Why did we begin this investigation with Mary, Martha, and Lazarus? Well, because two years ago, Pope Francis changed the feast on July 29th from just being for St. Martha, to also include her sister Mary, and brother Lazarus. These are the kinds of smaller changes that happen constantly in the life of the Church that perhaps we don’t notice, but which gradually impact our life of faith. Why might Pope Francis have done this? If I had to guess, it actually has to do with St. Mary Magdalen, who has sometimes been conflated with Mary of Bethany, but whom scholarship has gradually shifted to thinking that the two Mary’s were different disciples of Jesus. Pope Francis, in 2016, upgraded the feast day of St. Mary Magdalen (on July 22nd) from the level of an obligatory memorial to a feast, (this primarily means that she now has more of her own prayers at Masses on that day). After giving greater emphasis to St. Mary Magdalen, and focusing on the gift of mercy that she received from Jesus, Pope Francis wanted to give greater emphasis to the other Mary, reminding all of us of what it looks like to have close friendship with Jesus. He does not just forgive, He also wants to spend time with us in our homes!
I should mention that saints are not always added or upgraded on the calendar. Sometimes Popes choose to remove saints from the calendar, and not simply for space reasons. St. Pope Pius V, who we saw preceding Pope Gregory XIII, did some preparatory work for his successor and removed whole bunch of saints from the yearly calendar (Sts. Joachim and Anne, St. Anthony of Padua, St. Elizabeth of Hungary, and others) as well as some feasts we may now consider rather odd (the feast of the Stigmata of St. Francis, for instance). Other feasts he “downgraded” to a lower class so they would not trump important seasons such as Advent and Lent. After Vatican II, something similar happened, with dozens of saints losing their feast day (examples being St. Philomena, St. Ursula, and St. Christopher) and others being moved to other days or upgraded/downgraded as far as their “class” of feast goes. There are a variety of reasons for this. Sometimes because devotion or knowledge of a saint has waned they may be removed, or other saints who are considered more impactful, loved, or needed at this particular time might take their spot.

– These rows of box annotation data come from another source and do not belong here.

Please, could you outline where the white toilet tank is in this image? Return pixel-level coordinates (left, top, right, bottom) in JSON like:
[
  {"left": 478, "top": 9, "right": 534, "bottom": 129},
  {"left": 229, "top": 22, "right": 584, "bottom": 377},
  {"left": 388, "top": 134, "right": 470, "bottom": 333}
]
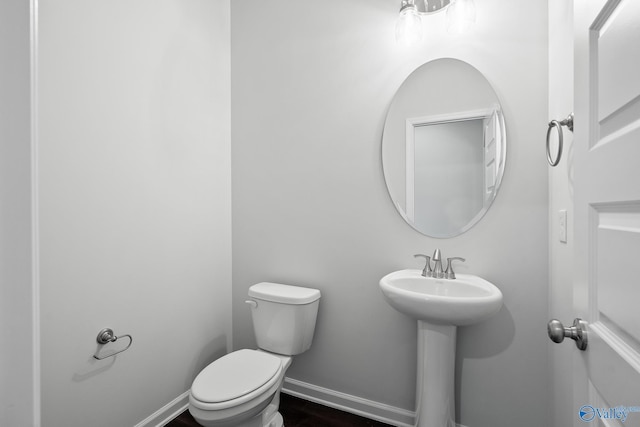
[{"left": 247, "top": 282, "right": 320, "bottom": 356}]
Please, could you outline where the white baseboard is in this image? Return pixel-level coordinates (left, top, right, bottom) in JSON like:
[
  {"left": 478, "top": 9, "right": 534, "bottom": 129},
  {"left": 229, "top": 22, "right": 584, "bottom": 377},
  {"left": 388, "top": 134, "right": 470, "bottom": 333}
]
[
  {"left": 282, "top": 378, "right": 416, "bottom": 427},
  {"left": 134, "top": 390, "right": 189, "bottom": 427}
]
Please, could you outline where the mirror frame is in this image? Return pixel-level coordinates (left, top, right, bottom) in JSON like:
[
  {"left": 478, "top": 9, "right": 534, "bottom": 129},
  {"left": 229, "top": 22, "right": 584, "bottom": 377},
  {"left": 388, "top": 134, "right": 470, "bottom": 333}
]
[{"left": 381, "top": 58, "right": 507, "bottom": 239}]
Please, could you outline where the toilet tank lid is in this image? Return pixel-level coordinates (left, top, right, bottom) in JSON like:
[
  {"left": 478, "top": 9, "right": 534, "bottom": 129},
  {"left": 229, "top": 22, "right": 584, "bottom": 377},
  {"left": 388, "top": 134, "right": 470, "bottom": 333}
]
[{"left": 249, "top": 282, "right": 320, "bottom": 304}]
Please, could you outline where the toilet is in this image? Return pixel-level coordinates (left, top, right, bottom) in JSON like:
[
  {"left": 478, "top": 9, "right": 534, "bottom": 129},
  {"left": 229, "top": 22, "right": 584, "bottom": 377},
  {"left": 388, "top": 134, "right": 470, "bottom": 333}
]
[{"left": 189, "top": 282, "right": 320, "bottom": 427}]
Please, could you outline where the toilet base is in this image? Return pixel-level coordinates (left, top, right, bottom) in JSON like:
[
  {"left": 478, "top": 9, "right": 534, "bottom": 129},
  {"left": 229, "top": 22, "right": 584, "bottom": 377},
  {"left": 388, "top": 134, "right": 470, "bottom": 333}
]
[{"left": 264, "top": 412, "right": 284, "bottom": 427}]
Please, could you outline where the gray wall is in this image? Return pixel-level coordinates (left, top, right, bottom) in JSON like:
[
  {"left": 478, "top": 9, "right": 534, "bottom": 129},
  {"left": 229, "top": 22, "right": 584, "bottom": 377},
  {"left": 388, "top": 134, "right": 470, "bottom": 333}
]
[
  {"left": 0, "top": 0, "right": 37, "bottom": 427},
  {"left": 547, "top": 0, "right": 575, "bottom": 427},
  {"left": 37, "top": 0, "right": 231, "bottom": 427},
  {"left": 231, "top": 0, "right": 548, "bottom": 427}
]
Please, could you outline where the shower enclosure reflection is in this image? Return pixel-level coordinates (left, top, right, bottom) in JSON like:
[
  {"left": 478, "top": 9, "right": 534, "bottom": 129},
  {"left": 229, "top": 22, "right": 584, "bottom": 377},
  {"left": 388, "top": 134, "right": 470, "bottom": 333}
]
[{"left": 382, "top": 59, "right": 506, "bottom": 238}]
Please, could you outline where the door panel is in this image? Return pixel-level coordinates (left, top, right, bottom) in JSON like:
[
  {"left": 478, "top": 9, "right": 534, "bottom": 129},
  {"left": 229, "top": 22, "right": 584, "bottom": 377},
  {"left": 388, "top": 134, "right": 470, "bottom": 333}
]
[{"left": 574, "top": 0, "right": 640, "bottom": 426}]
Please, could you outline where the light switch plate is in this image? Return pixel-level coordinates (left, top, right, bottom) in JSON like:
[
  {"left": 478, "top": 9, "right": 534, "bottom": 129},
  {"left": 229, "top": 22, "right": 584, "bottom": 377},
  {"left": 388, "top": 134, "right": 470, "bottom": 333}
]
[{"left": 558, "top": 209, "right": 567, "bottom": 243}]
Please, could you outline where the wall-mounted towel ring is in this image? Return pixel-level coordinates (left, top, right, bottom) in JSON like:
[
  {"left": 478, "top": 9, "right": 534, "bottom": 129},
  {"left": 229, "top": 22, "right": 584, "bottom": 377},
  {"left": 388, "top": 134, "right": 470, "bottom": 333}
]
[
  {"left": 547, "top": 113, "right": 573, "bottom": 167},
  {"left": 93, "top": 328, "right": 133, "bottom": 360}
]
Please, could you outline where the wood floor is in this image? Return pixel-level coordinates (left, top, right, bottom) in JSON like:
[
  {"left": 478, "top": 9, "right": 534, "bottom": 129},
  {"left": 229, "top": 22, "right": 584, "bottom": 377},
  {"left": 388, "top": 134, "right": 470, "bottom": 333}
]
[{"left": 166, "top": 393, "right": 390, "bottom": 427}]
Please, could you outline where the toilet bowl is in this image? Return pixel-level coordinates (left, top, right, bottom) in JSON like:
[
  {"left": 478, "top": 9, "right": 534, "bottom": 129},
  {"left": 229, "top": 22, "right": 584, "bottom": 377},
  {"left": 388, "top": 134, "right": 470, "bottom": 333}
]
[{"left": 189, "top": 282, "right": 320, "bottom": 427}]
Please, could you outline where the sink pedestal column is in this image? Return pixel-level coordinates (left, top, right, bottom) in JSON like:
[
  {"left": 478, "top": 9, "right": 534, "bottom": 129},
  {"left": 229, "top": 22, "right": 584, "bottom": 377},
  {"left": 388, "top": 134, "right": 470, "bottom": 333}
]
[{"left": 416, "top": 320, "right": 456, "bottom": 427}]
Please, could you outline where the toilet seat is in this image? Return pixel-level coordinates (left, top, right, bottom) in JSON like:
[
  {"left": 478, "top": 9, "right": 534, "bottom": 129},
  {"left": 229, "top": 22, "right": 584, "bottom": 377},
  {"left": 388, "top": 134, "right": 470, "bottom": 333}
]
[{"left": 191, "top": 349, "right": 283, "bottom": 411}]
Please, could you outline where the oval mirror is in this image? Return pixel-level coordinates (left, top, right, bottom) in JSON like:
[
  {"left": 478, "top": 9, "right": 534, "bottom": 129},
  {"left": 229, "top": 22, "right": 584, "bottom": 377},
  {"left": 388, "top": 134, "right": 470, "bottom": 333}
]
[{"left": 382, "top": 58, "right": 506, "bottom": 238}]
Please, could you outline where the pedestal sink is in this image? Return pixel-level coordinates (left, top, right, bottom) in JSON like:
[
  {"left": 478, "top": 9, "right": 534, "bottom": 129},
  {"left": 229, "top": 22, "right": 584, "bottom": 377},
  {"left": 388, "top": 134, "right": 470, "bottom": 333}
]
[{"left": 380, "top": 270, "right": 502, "bottom": 427}]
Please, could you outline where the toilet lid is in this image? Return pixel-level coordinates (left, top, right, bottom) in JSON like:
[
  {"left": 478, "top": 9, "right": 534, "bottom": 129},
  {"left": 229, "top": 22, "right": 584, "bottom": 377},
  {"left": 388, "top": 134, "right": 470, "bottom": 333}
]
[{"left": 191, "top": 349, "right": 281, "bottom": 403}]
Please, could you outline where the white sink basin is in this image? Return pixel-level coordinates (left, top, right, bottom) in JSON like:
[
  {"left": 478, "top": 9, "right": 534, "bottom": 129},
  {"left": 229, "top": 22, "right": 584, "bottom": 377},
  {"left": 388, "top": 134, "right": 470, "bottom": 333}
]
[{"left": 380, "top": 270, "right": 502, "bottom": 326}]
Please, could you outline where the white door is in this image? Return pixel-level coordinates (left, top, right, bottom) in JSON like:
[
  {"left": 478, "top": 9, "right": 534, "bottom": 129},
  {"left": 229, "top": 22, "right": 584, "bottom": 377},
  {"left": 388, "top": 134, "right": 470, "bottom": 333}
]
[{"left": 563, "top": 0, "right": 640, "bottom": 426}]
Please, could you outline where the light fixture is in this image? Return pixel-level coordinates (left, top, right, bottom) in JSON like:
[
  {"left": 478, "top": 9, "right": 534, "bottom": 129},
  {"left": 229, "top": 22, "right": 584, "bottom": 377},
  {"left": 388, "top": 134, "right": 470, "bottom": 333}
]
[
  {"left": 396, "top": 0, "right": 422, "bottom": 45},
  {"left": 396, "top": 0, "right": 476, "bottom": 45}
]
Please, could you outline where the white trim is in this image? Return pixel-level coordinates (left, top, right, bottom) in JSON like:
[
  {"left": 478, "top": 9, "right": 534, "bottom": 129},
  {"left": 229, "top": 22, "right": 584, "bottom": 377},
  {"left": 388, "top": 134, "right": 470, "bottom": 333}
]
[
  {"left": 29, "top": 0, "right": 42, "bottom": 427},
  {"left": 282, "top": 377, "right": 416, "bottom": 427},
  {"left": 134, "top": 390, "right": 189, "bottom": 427}
]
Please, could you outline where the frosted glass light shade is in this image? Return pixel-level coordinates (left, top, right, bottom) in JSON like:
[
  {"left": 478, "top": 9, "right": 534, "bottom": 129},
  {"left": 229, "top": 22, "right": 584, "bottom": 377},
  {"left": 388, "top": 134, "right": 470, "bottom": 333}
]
[{"left": 396, "top": 5, "right": 422, "bottom": 45}]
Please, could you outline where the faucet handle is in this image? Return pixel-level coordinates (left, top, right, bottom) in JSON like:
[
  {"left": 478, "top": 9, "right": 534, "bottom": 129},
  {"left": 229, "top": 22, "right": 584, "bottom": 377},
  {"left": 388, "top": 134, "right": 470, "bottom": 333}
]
[
  {"left": 444, "top": 256, "right": 466, "bottom": 279},
  {"left": 414, "top": 254, "right": 433, "bottom": 277}
]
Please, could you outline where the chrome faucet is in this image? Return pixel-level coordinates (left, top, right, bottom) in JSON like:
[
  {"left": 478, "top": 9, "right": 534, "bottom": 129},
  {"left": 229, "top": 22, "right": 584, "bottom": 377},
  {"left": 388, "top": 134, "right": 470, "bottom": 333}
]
[
  {"left": 414, "top": 254, "right": 433, "bottom": 277},
  {"left": 431, "top": 249, "right": 444, "bottom": 279},
  {"left": 444, "top": 256, "right": 465, "bottom": 280},
  {"left": 414, "top": 249, "right": 465, "bottom": 280}
]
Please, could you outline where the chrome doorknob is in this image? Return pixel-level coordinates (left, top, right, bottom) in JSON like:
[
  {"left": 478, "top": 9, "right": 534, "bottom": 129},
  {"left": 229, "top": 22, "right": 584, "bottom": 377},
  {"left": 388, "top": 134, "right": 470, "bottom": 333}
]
[{"left": 547, "top": 318, "right": 587, "bottom": 351}]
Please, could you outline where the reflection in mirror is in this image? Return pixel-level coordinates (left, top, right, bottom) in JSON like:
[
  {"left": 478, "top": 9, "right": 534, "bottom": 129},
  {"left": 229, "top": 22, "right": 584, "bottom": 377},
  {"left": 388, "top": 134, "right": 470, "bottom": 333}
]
[{"left": 382, "top": 59, "right": 506, "bottom": 238}]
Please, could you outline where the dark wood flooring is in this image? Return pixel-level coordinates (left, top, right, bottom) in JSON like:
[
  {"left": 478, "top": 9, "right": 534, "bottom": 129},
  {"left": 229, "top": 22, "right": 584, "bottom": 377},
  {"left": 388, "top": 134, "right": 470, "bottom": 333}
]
[{"left": 166, "top": 393, "right": 390, "bottom": 427}]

Here we can see how popular devotion actually ends up impacting the Church’s liturgical life. As saints grow, or shrink, in popularity, this can eventually change the Church’s celebration of them. That said, the Church also has an obligation to push back on fads and whims, holding before the world saints who challenge and shock us. You get into heaven not because of a popular vote but because of complete surrender to God! Still, each of us personally should choose saints as particularly close friends both for the ways that they challenge us, but also for the ways their lives or virtues attract us. Even if it is not a saint on the universal calendar, we can and should look up their feast day and celebrate accordingly!
A final nugget found in researching these essays: Hurricanes were originally not given alphabetical names, but the name of the saint on whose feast day they first made landfall. See the “San Calixto” hurricane (named after St. Pope Callixtus I, October 14th, 1780), “San Ciriaco” (after St. Cyriacus, August 8th, 1899, though his day has now been stolen by St. Dominic), or even Hurricane Betsy, nicknamed “Santa Clara” (after St. Clare, August 12th, 1956, though her feast since 1970 has been restored to her actual day of death of August 11th.)
– Fr. Dominic Rankin has seen a shift in popular devotion to the saints over just the past year or two, with far more children choosing St. Gianna and St. Teresa of Calcutta as their patron saint at confirmation than before. This could be because we shifted to younger children receiving that sacrament over that same period so I wonder if the stories of Gianna and Teresa more easily captivate our young ladies’ hearts?